Rappelons évidemment que la neutralité dans les services publics concerne uniquement les agents, mais non les usagers, et qu’une telle proposition mettrait à mal le principe de liberté religieuse, principe essentiel dans la loi de 1905.

78 % des électeurs d’Emmanuel Macron au premier tour de la présidentielle de 2017 seraient favorables à cette interdiction, et 79 % des électeurs ayant l’intention de voter LREM lors des européennes de 2019.

  • 75 % des Français seraient également favorables à l’interdiction du port de signes religieux ostensibles dans les salles de cours des universités.

80 % des électeurs d’Emmanuel Macron au premier tour de l’élection présidentielle de 2017 seraient favorables à cette interdiction.

  • 74 % des Français seraient favorables à l’interdiction du port de signes religieux ostensibles aux salariés des entreprises du secteur privé (qui renvoie au sujet de la gestion du fait religieux dans l’entreprise).

76 % des électeurs d’Emmanuel Macron au premier tour de l’élection présidentielle seraient pour cette interdiction, et 75 % des électeurs ayant l’intention de voter LREM aux européennes de 2019.

Sur les mesures qui viseraient à assouplir la loi de 1905

  • 26 % des Français seraient favorables au fait d’autoriser les pouvoirs publics à financer directement la formation des « ministres des cultes » (pasteurs, prêtres, imams, rabbins…).

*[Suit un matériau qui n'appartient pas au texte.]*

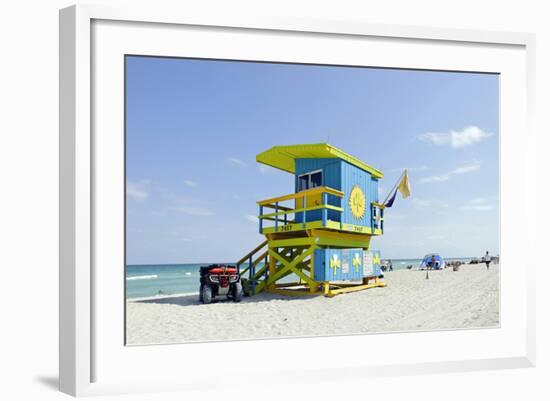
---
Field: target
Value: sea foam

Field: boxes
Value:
[126,274,158,280]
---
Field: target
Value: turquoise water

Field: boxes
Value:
[126,258,471,299]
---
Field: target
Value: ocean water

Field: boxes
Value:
[126,257,471,299]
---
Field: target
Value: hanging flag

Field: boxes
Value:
[397,170,411,199]
[384,188,397,207]
[384,170,411,207]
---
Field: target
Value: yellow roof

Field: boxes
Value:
[256,143,384,178]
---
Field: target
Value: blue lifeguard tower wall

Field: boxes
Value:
[294,158,378,230]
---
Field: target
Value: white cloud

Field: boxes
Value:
[390,165,428,173]
[418,174,451,184]
[227,157,246,166]
[418,125,493,149]
[418,161,481,184]
[462,198,495,212]
[453,161,481,174]
[126,181,149,200]
[171,206,214,216]
[462,205,495,212]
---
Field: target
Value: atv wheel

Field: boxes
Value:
[202,285,212,304]
[231,283,243,302]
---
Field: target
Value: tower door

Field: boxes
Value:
[296,170,323,216]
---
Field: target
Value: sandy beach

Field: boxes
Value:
[126,264,499,345]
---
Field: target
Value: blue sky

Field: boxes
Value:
[126,57,499,264]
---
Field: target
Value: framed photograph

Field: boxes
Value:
[60,6,536,395]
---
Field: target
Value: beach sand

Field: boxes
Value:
[126,264,499,345]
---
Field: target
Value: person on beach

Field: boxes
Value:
[483,251,491,270]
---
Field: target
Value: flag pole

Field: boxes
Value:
[382,169,407,205]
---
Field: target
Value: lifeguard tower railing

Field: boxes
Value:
[258,186,383,235]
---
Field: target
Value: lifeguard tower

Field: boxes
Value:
[237,143,385,296]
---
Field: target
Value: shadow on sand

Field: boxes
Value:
[130,293,318,306]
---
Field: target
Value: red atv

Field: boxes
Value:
[199,265,243,304]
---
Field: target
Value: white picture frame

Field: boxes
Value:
[59,5,536,395]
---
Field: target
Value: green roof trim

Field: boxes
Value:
[256,143,384,178]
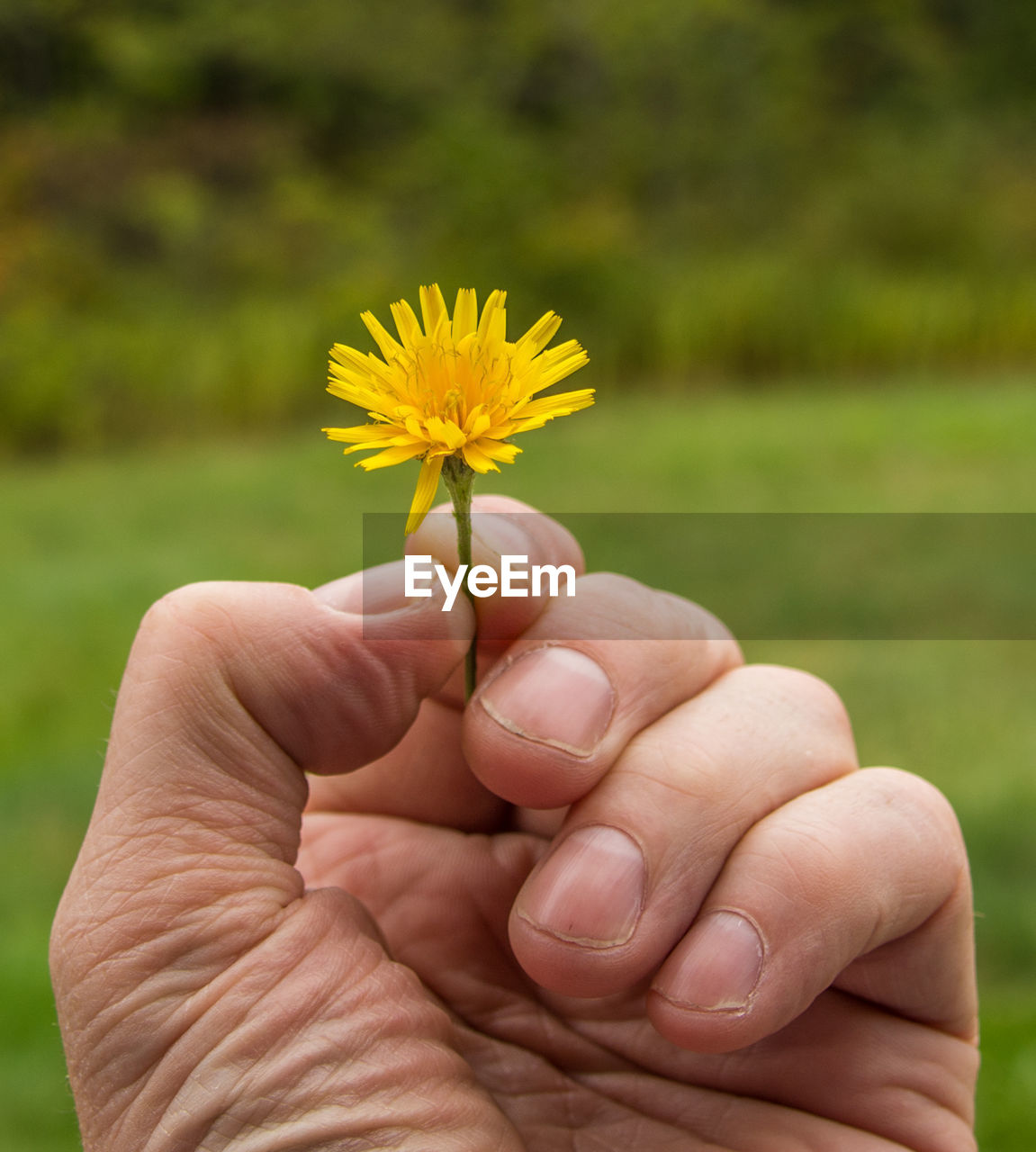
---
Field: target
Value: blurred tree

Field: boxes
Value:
[0,0,1036,447]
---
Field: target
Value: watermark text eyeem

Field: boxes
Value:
[403,555,575,612]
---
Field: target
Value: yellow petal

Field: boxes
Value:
[420,284,448,337]
[461,444,500,476]
[478,288,507,346]
[356,444,428,472]
[517,312,562,356]
[320,424,400,444]
[511,388,593,431]
[476,436,522,464]
[453,288,478,345]
[424,416,467,452]
[404,456,443,536]
[359,312,403,361]
[392,300,420,348]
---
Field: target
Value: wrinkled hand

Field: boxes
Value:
[52,498,977,1152]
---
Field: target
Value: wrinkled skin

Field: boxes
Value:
[52,498,977,1152]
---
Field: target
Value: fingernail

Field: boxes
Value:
[515,824,648,948]
[654,911,763,1012]
[480,645,616,756]
[313,560,412,616]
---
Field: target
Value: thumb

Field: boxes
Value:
[55,573,472,986]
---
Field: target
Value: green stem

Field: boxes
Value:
[443,456,478,700]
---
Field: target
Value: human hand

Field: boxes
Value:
[52,498,977,1152]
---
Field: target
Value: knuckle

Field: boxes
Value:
[866,767,968,868]
[729,663,852,740]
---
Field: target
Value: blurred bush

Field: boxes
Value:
[0,0,1036,450]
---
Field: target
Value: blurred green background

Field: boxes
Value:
[0,0,1036,1152]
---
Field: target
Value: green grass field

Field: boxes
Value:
[0,378,1036,1152]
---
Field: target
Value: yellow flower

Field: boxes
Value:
[322,284,593,535]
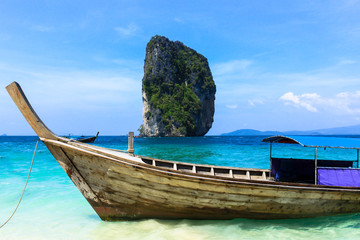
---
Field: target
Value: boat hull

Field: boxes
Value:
[45,142,360,221]
[6,82,360,221]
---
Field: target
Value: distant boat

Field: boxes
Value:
[75,132,99,143]
[6,82,360,221]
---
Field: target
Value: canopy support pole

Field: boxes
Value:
[269,142,272,179]
[315,147,317,185]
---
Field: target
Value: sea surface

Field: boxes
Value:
[0,136,360,240]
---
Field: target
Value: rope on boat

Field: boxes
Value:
[0,140,39,228]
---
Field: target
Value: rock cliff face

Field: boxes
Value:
[140,36,216,137]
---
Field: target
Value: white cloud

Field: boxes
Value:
[226,104,238,109]
[248,99,264,107]
[31,25,53,32]
[114,23,138,36]
[174,17,184,23]
[279,91,360,115]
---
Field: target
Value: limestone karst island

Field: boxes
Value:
[140,36,216,137]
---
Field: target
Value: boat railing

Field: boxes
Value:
[141,157,270,180]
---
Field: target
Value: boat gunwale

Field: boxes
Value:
[41,138,360,193]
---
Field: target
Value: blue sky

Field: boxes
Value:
[0,0,360,135]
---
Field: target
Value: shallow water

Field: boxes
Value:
[0,136,360,240]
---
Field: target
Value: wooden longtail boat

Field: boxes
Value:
[7,82,360,221]
[76,132,99,143]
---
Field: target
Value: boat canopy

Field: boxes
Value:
[262,136,360,149]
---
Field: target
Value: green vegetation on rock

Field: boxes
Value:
[141,36,215,136]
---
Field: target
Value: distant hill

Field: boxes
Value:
[221,125,360,136]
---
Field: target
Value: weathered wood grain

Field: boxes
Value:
[7,82,360,221]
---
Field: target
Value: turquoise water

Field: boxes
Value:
[0,136,360,240]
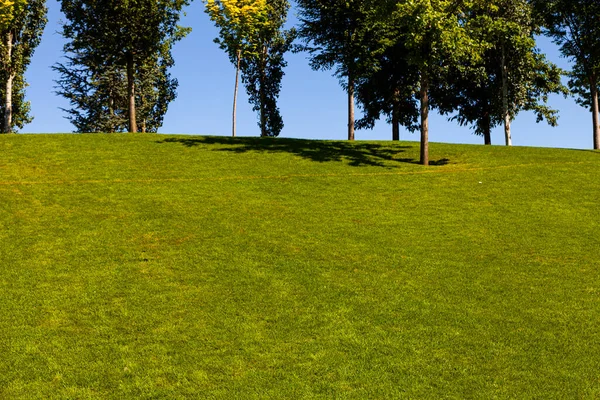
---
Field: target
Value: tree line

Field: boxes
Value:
[0,0,600,165]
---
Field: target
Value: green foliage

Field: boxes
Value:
[56,0,189,132]
[206,0,296,136]
[534,0,600,149]
[0,135,600,400]
[443,0,567,139]
[0,0,48,132]
[53,46,177,133]
[296,0,376,86]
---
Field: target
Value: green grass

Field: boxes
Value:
[0,135,600,399]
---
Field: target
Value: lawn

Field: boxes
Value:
[0,134,600,399]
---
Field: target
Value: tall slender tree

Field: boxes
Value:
[0,0,47,133]
[534,0,600,150]
[241,0,296,137]
[356,1,419,141]
[393,0,481,165]
[61,0,189,132]
[54,46,177,132]
[206,0,269,137]
[444,0,567,146]
[296,0,377,140]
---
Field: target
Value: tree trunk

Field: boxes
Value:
[2,31,15,133]
[348,74,354,141]
[127,53,137,133]
[590,74,600,150]
[231,49,242,137]
[108,90,117,133]
[420,74,429,165]
[392,93,400,141]
[481,104,492,146]
[259,46,268,137]
[501,45,512,146]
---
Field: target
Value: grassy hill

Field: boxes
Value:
[0,135,600,399]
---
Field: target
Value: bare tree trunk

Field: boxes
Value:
[2,31,15,133]
[108,90,116,133]
[259,46,267,137]
[140,95,148,133]
[420,74,429,165]
[502,45,512,146]
[392,89,400,141]
[231,49,242,137]
[348,74,354,141]
[127,53,137,133]
[590,74,600,150]
[482,102,492,146]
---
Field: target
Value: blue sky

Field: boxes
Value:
[22,0,592,149]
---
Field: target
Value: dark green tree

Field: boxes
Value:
[296,0,377,140]
[0,0,47,133]
[240,0,296,136]
[54,44,177,132]
[534,0,600,150]
[390,0,481,165]
[58,0,189,132]
[446,0,568,146]
[356,1,419,140]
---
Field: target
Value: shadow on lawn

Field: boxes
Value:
[157,136,449,168]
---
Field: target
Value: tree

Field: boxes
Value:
[392,0,481,165]
[59,0,189,132]
[241,0,297,137]
[356,1,419,141]
[0,0,47,133]
[445,0,567,146]
[534,0,600,150]
[297,0,377,140]
[53,46,177,132]
[206,0,269,137]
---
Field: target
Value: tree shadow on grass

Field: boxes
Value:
[157,136,449,168]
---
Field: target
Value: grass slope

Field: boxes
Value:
[0,135,600,399]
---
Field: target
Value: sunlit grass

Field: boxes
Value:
[0,135,600,399]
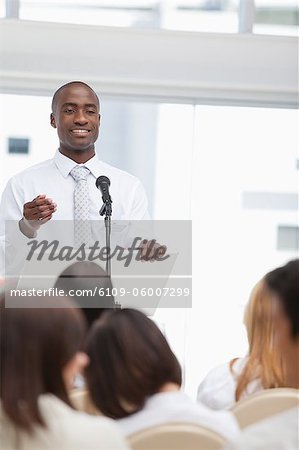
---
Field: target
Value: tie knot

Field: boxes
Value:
[70,166,90,183]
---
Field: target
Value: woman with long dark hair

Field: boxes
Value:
[0,296,127,450]
[85,309,238,438]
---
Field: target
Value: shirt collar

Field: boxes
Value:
[54,150,100,178]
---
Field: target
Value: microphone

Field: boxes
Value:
[96,175,112,203]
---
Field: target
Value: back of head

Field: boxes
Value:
[85,309,181,419]
[55,261,115,326]
[0,295,85,432]
[266,259,299,339]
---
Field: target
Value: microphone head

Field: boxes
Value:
[96,175,110,190]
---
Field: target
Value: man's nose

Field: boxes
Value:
[74,110,88,125]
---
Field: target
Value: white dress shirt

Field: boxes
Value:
[197,357,263,409]
[117,391,239,440]
[0,394,128,450]
[225,408,299,450]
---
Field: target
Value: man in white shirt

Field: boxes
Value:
[0,81,157,276]
[226,259,299,450]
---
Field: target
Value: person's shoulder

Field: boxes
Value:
[197,360,244,409]
[100,160,140,183]
[225,407,299,450]
[70,411,127,450]
[10,158,54,182]
[203,361,236,383]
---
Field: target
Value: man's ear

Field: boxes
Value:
[50,113,57,128]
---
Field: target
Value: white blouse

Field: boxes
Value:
[0,394,128,450]
[197,357,263,409]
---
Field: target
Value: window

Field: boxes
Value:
[0,95,298,397]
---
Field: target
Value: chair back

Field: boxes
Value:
[231,388,299,428]
[128,422,226,450]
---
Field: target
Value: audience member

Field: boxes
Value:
[55,261,115,327]
[0,295,127,450]
[197,279,285,409]
[85,309,239,439]
[227,259,299,450]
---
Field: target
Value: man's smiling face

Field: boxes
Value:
[51,83,100,156]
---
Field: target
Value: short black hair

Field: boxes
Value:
[52,81,100,113]
[265,259,299,338]
[55,261,115,327]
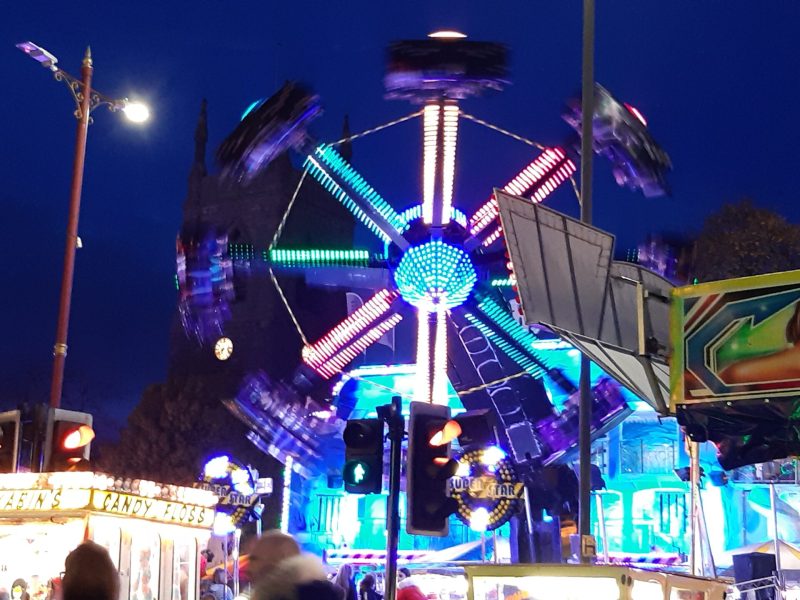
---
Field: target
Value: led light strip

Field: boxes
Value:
[478,297,551,369]
[414,310,431,402]
[422,104,440,225]
[303,156,392,243]
[464,313,544,377]
[315,313,403,379]
[281,454,294,533]
[470,148,575,237]
[269,248,369,265]
[303,290,398,370]
[441,104,458,225]
[432,311,447,404]
[314,145,403,231]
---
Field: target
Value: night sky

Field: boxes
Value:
[0,0,800,432]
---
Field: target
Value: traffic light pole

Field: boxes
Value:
[578,0,594,563]
[378,396,405,600]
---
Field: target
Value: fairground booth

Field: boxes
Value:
[0,472,218,600]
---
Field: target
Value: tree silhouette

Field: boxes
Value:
[98,377,283,527]
[692,199,800,281]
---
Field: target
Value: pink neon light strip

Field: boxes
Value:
[314,313,403,379]
[469,148,575,237]
[303,290,398,370]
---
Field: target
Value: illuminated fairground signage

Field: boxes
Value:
[670,271,800,407]
[0,473,218,527]
[0,490,91,512]
[450,446,523,531]
[92,490,214,527]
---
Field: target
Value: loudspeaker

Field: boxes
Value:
[733,552,775,600]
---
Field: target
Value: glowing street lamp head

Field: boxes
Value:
[122,100,150,123]
[469,506,489,531]
[203,455,231,479]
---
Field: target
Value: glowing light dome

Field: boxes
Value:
[394,240,478,312]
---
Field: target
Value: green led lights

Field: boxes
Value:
[342,460,370,485]
[269,248,370,267]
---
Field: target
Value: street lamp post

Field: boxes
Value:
[17,42,149,408]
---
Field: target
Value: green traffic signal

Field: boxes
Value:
[342,419,383,494]
[342,460,370,485]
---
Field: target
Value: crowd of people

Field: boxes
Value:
[57,531,432,600]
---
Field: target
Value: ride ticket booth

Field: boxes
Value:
[464,564,733,600]
[0,472,217,600]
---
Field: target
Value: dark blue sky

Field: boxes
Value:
[0,0,800,432]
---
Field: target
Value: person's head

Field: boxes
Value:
[786,302,800,344]
[247,529,300,584]
[61,542,119,600]
[358,573,375,590]
[333,563,353,590]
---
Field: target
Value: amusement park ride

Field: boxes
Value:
[178,32,670,556]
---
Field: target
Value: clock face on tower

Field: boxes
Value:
[214,338,233,360]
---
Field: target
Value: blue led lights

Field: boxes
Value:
[394,240,477,312]
[306,145,404,237]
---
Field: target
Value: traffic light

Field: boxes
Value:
[342,419,383,494]
[44,408,94,472]
[0,410,21,473]
[406,402,461,537]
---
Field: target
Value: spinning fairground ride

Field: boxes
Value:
[178,33,669,547]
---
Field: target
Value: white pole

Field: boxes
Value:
[769,483,783,587]
[594,492,610,564]
[689,441,700,575]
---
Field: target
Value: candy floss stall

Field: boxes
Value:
[0,472,217,600]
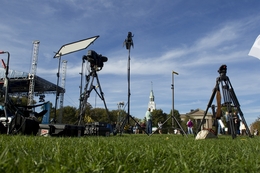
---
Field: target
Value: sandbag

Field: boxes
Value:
[195,130,217,140]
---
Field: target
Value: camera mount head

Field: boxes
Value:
[83,50,108,71]
[218,64,227,76]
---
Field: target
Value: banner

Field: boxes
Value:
[248,35,260,59]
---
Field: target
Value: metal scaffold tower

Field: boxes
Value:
[27,40,40,106]
[58,60,68,123]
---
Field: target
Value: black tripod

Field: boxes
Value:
[77,57,110,125]
[114,32,148,135]
[196,65,252,139]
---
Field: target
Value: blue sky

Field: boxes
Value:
[0,0,260,125]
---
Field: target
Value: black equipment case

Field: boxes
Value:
[38,124,85,137]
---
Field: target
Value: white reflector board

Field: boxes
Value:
[53,36,99,58]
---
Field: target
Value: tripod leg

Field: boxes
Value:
[78,72,95,125]
[194,78,220,136]
[229,116,237,139]
[228,79,253,137]
[94,72,111,122]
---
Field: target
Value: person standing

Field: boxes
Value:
[158,121,162,134]
[145,108,152,135]
[187,119,193,134]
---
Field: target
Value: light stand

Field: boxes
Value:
[0,51,10,134]
[149,71,188,137]
[124,32,134,124]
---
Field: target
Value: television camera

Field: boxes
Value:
[83,50,108,71]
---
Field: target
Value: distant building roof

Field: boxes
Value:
[0,68,65,95]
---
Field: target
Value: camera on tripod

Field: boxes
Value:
[83,50,108,71]
[218,65,227,76]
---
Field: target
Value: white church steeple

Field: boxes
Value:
[148,82,156,112]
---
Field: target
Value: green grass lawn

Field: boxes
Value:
[0,134,260,173]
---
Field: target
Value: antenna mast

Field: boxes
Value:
[27,40,40,106]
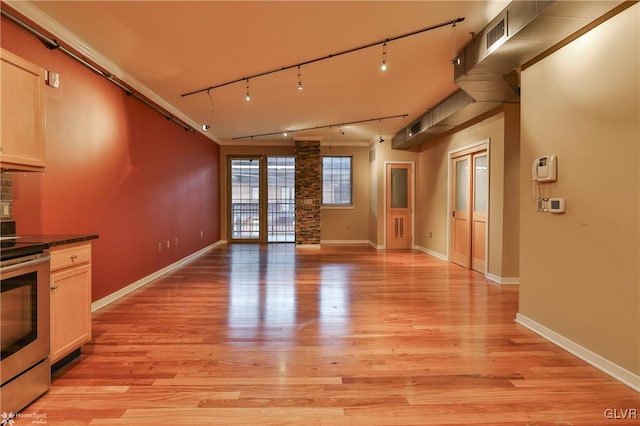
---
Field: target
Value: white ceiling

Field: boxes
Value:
[20,0,508,143]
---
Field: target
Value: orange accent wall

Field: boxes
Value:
[0,18,220,301]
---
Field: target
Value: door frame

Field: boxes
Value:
[378,160,416,250]
[447,138,491,276]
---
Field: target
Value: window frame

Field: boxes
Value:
[321,154,354,209]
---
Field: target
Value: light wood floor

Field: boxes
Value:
[17,245,640,426]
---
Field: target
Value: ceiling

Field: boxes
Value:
[18,0,509,143]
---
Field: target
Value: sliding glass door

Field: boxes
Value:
[228,157,295,242]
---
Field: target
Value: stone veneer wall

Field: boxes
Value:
[296,141,322,244]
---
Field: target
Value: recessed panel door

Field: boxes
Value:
[451,155,471,268]
[386,164,413,249]
[471,152,489,273]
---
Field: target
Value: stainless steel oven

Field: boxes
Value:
[0,253,51,412]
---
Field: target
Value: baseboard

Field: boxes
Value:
[296,244,320,250]
[320,240,371,246]
[413,246,449,262]
[91,241,224,312]
[516,313,640,392]
[485,274,520,285]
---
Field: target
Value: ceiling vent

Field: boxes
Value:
[392,0,624,149]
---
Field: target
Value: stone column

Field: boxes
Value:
[296,140,322,246]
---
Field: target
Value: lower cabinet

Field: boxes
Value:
[50,243,91,364]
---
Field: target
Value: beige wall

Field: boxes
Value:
[519,4,640,374]
[415,104,519,281]
[320,144,370,243]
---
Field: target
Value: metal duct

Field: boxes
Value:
[392,0,629,149]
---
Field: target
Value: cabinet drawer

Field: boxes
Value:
[51,244,91,272]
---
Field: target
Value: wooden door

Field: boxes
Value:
[386,163,413,249]
[451,154,471,268]
[471,152,489,273]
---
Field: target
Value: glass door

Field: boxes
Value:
[267,157,296,243]
[229,158,262,241]
[228,157,296,243]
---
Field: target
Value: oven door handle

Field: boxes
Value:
[0,253,51,274]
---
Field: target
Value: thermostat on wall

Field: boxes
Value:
[547,198,567,213]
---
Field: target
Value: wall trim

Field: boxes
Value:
[320,240,371,246]
[485,273,520,285]
[369,240,384,250]
[413,245,449,262]
[296,244,321,250]
[515,313,640,392]
[91,241,225,313]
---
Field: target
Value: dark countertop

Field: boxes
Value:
[0,234,98,260]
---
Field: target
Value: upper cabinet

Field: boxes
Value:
[0,49,45,171]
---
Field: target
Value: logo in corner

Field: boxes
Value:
[0,411,16,426]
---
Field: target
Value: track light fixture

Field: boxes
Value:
[380,41,387,71]
[180,17,465,97]
[232,114,409,142]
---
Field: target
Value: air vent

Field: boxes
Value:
[487,18,506,49]
[409,120,422,136]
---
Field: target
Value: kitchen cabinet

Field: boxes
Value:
[50,242,91,364]
[0,49,45,171]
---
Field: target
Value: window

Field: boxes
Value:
[322,157,353,206]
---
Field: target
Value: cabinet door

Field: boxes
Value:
[0,49,45,171]
[51,264,91,363]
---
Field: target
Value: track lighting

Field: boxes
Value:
[180,17,465,100]
[380,41,387,71]
[232,114,408,142]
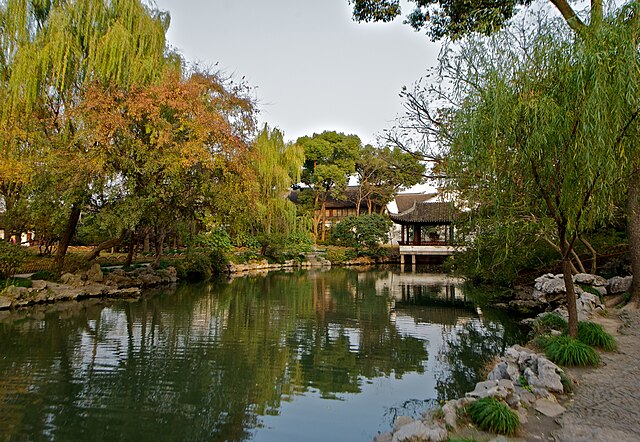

Nous obtenons les mêmes chiffres – 30 % – chez les électeurs d’Emmanuel Macron au premier tour de la dernière présidentielle.

  • 19 % des Français seraient favorables au fait d’autoriser les pouvoirs publics à financer directement la construction d’un lieu de culte ; 18 % chez les électeurs d’Emmanuel Macron au premier tour de la dernière présidentielle, et 19 % chez les électeurs ayant l’intention de voter LREM aux européennes de 2019.

Enfin, s’agissant des « plats de substitution dans les cantines scolaires » : sur un sujet qui peut sembler pourtant comme relevant du bon sens (et qui ne peut d’ailleurs être perçu comme un « assouplissement » de la loi de 1905) mais qui pâtit vraisemblablement de la façon dont il est régulièrement instrumentalisé par les élus notamment du Rassemblement national[2], les Français et les sympathisants La République en marche sont partagés :

  • 51 % des Français (seulement) sont favorables à la mise en place de plats de substitution dans les cantines scolaires pour les élèves ne souhaitant pas manger de la viande de porc ; 56 % des électeurs d’Emmanuel Macron au premier tour de la dernière présidentielle, et 55 % des électeurs ayant l’intention de vote LREM aux européennes de 2019.

V – La laïcité comme ciment de la nation

On se demande souvent ce qui peut unir les Français dans un pays fragmenté, un pays qui est devenu un archipel d’îles qui ont tendance à s’ignorer les unes des autres, comme nous le démontre avec brio Jérôme Fourquet dans son dernier livre[3]. Ces quelques résultats montrent véritablement que la laïcité est un ciment de la nation, un ciment qui permet de faire bloc dans une société devenue un mille-feuilles.